Losing our religion

Jul 10, 2022 by

by Angus Saul, Artillery Row:

Equality impact assessments aren’t exactly page-turners, but the Department for Education’s recent one on Regulating Independent Educational Institutions was certainly enlightening — worryingly so.

Like all such assessments, it examines how people from different backgrounds would be affected by a particular proposal. In this case it is a plan to expand the definition of independent schools — a plan being brought in through the Schools Bill.

Now the Schools Bill itself is rife with problems. Part one sought to give the Department for Education enormous control over “virtually every aspect” of academy trusts in England. The House of Lords was so scathing in its criticism that the DFE has already agreed to (temporarily) drop clauses 1-18.

Part three has aroused the ire of home-schooling groups and parents for undermining the long-established principle that it is parents and not the state who are responsible for the education of their children. At the same time, the Government is opening the door to local authorities to demand intrusive information about home-educating families, for inclusion on their registers.

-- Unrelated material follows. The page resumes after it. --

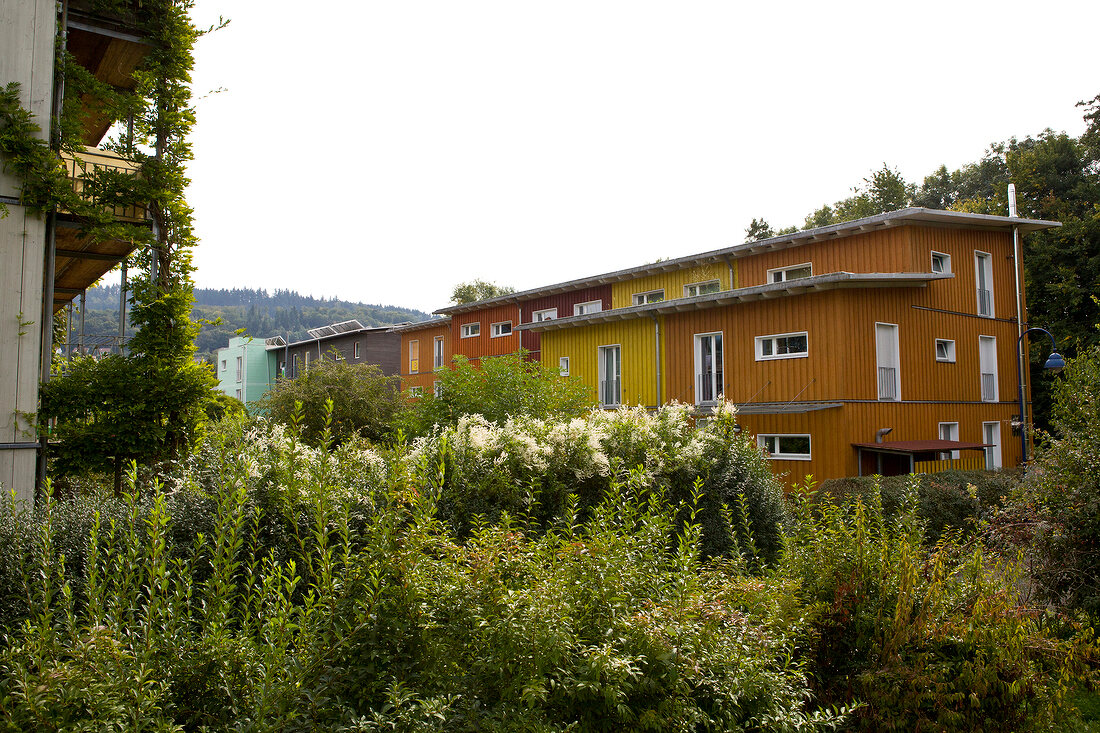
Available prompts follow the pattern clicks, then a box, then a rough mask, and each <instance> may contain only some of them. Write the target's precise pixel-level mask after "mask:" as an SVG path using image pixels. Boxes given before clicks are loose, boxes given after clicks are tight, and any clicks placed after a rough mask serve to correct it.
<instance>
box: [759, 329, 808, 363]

If “such details as the means by which the child is being educated as may be prescribed” isn’t already wide enough, they’ve tagged on “any other information that may be prescribed”.

Part four, meanwhile, replaces the existing definition of Independent Educational Institutions with one designed to draw many, many more bodies into the grasp of regulation.

Which brings us back to this equality assessment. Wanting to ensure children are receiving a proper education is a commendable aim. But a problem emerges when the Government says it is “not acceptable” for some children to attend schools which “isolate them from mainstream society” either “incidentally” or “as a deliberate rejection of that society’s values”.